As Galaxy Tab 10.1 allowed for sale.

Samsung has added the iPhone 5 to the growing list of products in dispute between the South Korean manufacturer and Apple.

Reports initially suggested the iPhone 5 was the centre of a new US lawsuit between the companies, but some observers suggested the sixth-generation iPhone would added to the existing set of claims Samsung has over several versions of the iPhone and iPad.

 "We have little choice but to take the steps necessary to protect our innovations and intellectual property rights," the company said in a statement.

Both companies have continued to allege their rival infringed on key patents around wireless communications, hardware design and software.

The world's top two smartphone makers are locked in patent disputes in 10 countries as they vie to dominate the lucrative market.

Samsung's latest move comes as a US court removed a temporary sales ban on the Galaxy Tab 10.1, allowing the South Korean company to sell the product in the United States.

While the Galaxy 10.1 is an older model, the lifting of the ban could still help Samsung in the run-up to the pivotal holiday shopping season.

"We are pleased with the court's action today, which vindicates our position that there was no infringement of Apple's design patent and that an injunction was not called for," Samsung said in a statement.

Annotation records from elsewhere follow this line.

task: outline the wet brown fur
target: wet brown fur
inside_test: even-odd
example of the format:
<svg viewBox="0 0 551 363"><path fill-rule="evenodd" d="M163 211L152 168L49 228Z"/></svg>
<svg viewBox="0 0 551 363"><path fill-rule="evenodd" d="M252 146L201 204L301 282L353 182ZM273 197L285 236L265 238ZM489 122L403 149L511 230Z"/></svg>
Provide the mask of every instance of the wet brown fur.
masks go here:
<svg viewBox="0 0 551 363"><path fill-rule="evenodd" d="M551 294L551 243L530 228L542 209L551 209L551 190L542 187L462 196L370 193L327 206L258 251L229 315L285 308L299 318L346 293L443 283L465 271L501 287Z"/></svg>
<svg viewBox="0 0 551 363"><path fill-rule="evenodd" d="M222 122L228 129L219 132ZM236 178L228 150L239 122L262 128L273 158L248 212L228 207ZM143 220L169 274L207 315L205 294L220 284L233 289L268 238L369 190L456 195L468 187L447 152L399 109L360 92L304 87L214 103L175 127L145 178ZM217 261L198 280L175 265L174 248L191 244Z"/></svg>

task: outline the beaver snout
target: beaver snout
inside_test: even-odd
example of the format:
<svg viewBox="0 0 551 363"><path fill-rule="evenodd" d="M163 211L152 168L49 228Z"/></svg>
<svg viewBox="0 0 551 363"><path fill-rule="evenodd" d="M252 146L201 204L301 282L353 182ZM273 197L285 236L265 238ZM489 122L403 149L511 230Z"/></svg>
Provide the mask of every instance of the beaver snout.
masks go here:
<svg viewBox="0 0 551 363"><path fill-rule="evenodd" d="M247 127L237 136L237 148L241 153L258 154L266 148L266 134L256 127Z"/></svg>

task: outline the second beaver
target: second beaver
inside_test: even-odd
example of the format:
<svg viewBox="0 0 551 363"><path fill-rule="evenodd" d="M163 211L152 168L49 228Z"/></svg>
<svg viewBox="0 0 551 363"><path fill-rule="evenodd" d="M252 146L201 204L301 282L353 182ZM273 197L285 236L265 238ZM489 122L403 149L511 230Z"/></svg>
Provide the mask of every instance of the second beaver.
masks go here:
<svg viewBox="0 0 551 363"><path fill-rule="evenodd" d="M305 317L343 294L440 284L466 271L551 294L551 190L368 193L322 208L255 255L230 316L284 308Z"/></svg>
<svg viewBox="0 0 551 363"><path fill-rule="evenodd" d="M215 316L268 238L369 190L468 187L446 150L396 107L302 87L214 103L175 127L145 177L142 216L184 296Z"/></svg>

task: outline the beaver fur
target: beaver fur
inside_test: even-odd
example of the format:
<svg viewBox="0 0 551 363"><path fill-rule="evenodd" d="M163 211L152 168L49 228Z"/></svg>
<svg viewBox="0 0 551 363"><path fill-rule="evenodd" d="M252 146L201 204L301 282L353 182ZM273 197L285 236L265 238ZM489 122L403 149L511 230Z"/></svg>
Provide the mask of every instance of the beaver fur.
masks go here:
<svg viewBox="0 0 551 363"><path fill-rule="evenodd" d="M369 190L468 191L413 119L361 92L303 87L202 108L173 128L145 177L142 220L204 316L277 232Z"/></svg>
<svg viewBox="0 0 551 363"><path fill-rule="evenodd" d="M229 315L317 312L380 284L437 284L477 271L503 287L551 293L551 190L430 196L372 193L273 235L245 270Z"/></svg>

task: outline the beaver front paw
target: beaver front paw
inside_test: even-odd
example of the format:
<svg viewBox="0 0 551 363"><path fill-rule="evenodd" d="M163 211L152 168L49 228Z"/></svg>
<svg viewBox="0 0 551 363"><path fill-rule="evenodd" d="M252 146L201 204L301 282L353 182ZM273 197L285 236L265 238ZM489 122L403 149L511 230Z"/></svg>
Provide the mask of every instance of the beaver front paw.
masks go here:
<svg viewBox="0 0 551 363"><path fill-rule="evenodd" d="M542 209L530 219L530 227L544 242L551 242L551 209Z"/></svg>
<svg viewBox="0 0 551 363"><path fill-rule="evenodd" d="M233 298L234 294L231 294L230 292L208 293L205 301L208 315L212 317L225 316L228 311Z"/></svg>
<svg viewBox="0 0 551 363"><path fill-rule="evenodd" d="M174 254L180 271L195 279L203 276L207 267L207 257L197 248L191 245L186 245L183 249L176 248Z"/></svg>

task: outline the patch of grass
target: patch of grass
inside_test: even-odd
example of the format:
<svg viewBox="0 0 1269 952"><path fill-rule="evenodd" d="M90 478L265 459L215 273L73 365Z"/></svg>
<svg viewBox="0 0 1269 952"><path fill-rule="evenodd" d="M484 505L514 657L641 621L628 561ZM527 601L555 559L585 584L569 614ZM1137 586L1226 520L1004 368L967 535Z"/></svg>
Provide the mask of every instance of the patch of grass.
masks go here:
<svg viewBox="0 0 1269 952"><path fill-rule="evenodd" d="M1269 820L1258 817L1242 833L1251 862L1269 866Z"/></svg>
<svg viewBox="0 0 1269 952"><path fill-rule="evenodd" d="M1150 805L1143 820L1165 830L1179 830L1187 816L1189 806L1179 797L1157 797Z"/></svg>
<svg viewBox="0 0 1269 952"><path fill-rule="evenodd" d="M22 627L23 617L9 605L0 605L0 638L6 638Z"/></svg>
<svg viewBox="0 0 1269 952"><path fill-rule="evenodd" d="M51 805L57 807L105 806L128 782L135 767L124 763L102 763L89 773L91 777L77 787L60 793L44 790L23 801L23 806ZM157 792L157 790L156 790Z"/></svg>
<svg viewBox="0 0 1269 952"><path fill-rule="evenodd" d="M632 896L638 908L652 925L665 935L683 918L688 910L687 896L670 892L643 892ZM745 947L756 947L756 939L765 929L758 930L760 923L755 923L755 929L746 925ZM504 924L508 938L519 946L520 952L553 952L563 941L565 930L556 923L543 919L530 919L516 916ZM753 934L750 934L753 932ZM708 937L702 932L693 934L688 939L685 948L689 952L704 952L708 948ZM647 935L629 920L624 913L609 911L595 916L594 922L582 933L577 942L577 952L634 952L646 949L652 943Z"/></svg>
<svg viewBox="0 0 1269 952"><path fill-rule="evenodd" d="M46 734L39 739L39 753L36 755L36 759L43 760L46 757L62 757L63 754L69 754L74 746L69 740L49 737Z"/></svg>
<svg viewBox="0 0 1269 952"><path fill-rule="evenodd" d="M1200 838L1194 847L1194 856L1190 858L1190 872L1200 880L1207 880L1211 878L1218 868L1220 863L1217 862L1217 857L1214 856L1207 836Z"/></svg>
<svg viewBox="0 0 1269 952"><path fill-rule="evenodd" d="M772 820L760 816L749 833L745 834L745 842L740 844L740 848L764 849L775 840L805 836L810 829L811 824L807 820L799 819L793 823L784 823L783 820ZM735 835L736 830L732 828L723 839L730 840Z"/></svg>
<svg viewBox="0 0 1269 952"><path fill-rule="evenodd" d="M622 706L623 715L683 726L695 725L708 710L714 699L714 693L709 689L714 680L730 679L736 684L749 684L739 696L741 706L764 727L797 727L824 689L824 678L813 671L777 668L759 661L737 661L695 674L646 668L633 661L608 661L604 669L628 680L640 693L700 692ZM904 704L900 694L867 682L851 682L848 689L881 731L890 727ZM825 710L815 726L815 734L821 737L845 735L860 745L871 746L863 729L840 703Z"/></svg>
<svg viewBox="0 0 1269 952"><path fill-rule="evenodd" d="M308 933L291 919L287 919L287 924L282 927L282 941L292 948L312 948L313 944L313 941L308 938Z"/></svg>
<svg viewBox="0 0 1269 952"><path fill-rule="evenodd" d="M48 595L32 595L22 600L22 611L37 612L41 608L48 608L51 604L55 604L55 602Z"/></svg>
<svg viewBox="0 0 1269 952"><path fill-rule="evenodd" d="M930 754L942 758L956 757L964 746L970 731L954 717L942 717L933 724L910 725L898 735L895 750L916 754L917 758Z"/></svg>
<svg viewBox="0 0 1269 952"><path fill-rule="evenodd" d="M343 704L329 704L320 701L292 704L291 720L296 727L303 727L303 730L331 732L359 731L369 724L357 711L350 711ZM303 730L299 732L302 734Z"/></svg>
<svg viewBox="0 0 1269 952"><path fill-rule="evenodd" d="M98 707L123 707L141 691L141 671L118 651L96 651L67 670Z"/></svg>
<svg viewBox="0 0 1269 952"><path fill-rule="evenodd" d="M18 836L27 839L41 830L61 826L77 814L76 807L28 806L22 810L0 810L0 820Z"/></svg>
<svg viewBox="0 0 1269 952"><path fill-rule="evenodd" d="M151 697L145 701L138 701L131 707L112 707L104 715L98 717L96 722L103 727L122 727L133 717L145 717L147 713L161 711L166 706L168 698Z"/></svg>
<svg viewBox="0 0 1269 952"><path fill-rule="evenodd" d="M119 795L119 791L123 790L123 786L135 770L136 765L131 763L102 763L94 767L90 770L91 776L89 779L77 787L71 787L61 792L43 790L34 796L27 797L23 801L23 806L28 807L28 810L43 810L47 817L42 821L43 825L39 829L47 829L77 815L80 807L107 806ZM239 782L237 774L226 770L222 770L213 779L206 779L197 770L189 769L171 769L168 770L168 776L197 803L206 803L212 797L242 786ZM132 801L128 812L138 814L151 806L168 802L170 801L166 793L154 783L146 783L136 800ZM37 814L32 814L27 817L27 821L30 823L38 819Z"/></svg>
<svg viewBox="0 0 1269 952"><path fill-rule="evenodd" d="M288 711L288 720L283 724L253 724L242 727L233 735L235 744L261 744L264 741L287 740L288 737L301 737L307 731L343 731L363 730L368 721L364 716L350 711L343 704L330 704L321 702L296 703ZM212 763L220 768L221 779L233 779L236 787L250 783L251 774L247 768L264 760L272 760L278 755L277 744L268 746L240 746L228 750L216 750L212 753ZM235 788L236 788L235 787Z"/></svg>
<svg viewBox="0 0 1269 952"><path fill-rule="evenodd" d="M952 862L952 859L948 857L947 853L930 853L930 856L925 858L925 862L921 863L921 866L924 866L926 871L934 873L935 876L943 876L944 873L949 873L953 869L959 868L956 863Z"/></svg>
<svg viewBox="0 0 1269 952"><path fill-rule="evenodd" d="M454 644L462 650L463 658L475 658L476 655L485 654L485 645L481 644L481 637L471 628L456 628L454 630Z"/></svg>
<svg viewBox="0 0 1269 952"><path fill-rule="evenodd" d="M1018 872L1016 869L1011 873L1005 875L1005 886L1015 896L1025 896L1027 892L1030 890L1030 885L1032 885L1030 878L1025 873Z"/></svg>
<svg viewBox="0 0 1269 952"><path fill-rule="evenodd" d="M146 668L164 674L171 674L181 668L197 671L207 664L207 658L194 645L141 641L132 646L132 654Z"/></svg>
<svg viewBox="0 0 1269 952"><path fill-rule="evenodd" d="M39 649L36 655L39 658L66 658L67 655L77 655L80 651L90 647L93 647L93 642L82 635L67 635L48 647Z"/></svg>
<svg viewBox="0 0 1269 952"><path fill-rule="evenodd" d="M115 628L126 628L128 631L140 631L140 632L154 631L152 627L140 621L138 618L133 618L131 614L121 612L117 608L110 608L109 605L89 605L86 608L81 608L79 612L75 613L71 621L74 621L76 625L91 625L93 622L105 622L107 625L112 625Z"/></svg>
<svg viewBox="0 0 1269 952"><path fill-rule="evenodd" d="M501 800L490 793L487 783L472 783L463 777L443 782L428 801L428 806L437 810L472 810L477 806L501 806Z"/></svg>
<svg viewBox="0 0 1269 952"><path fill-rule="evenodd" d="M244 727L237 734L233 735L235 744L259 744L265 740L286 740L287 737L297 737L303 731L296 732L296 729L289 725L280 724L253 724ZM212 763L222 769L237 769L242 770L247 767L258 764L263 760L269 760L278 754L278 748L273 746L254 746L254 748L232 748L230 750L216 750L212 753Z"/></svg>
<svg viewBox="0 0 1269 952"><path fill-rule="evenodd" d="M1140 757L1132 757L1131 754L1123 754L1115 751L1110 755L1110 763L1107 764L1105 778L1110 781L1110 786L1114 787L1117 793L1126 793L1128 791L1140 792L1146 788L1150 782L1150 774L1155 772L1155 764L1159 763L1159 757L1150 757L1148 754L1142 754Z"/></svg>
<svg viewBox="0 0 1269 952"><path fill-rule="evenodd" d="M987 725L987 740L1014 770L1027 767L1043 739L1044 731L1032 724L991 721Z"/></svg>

Samsung suffered a similar sales ban on the device last year in Australia, a move later retracted and allowed for sale before Christmas 2011.

The US injunction on the Galaxy tablet had been put in place ahead of a month-long trial that pitted the iPhone maker against Samsung in a closely watched legal battle that ended in August with a victory for Apple on many of its patent violation claims.

However, the jury found that Samsung had not violated the patent that was the basis for the tablet injunction and Samsung argued the sales ban should be lifted.

The sole basis for the preliminary injunction no longer exists since the jury found that Samsung's Galaxy Tab had not violated one of Apple's patents.

"The court does not agree with Apple that Samsung's motion for dissolution of the June 26 preliminary injunction cannot be fairly decided without resolving Apple's post-trial motions," Judge Lucy Koh said in her ruling.

Apple could not immediately be reached for comment outside regular U.S. business hours.